Lo que observan los locales
Para la gente de Florida, el lanzamiento fue un evento visible. El cohete llevó el telescopio al espacio desde Cabo Cañaveral, y los espectadores se reunieron para ver el despegue. Pero la emoción va más allá del lugar de lanzamiento. Astrónomos de todo el mundo esperan las primeras imágenes de Roman, que se espera incluyan nuevos exoplanetas y vistas profundas del universo temprano.
El telescopio está diseñado para durar al menos cinco años, pero sus datos podrían alimentar la investigación durante décadas.

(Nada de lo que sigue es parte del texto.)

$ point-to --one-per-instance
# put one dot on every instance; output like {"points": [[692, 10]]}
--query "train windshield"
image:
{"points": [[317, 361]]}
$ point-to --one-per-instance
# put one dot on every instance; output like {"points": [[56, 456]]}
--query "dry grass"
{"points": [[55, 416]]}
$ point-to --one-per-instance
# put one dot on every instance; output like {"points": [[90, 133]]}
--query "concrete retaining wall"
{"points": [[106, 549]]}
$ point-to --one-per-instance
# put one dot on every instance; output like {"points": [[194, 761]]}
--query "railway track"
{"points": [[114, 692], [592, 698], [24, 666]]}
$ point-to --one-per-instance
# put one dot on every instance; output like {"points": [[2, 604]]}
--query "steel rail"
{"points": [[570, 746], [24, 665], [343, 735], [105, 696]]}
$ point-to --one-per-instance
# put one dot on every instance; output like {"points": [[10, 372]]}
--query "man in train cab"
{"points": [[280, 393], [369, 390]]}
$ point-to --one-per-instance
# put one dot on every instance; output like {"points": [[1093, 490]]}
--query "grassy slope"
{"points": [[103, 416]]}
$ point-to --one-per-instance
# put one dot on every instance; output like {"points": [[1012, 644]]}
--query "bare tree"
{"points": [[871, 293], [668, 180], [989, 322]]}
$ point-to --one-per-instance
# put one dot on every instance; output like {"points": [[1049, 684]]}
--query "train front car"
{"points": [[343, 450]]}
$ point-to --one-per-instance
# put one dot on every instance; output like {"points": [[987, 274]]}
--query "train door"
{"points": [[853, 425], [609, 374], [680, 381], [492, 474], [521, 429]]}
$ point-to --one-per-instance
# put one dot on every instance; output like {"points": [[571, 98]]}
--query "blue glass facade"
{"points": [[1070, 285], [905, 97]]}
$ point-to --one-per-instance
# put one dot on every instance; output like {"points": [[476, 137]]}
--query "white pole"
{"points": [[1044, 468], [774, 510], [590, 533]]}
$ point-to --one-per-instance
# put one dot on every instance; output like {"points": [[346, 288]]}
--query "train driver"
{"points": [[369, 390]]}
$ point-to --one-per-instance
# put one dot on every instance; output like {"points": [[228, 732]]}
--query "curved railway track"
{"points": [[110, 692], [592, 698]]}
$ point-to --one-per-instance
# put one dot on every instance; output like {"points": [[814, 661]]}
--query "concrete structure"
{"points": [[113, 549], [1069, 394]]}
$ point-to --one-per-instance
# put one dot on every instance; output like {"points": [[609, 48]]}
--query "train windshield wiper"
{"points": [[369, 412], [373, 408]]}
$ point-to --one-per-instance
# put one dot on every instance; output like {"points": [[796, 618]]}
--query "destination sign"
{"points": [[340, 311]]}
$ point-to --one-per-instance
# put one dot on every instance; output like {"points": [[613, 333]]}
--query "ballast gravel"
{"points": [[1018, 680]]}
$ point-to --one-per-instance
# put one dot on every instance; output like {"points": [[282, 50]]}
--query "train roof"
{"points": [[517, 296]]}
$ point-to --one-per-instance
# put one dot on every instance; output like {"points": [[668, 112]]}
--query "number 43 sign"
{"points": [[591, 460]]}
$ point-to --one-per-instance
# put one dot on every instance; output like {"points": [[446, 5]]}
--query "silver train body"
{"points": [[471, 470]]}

Creará encuestas masivas que los científicos podrán explotar durante años. La misión es un esfuerzo conjunto que involucra a la NASA, la Agencia Espacial Europea y otros socios, con operaciones científicas gestionadas desde Estados Unidos.
El lanzamiento de Roman marca un nuevo capítulo en la exploración espacial. No es solo otro telescopio. Es una herramienta construida para ver las fuerzas invisibles que dan forma a todo, y sus hallazgos podrían cambiar cómo entendemos nuestro lugar en el universo.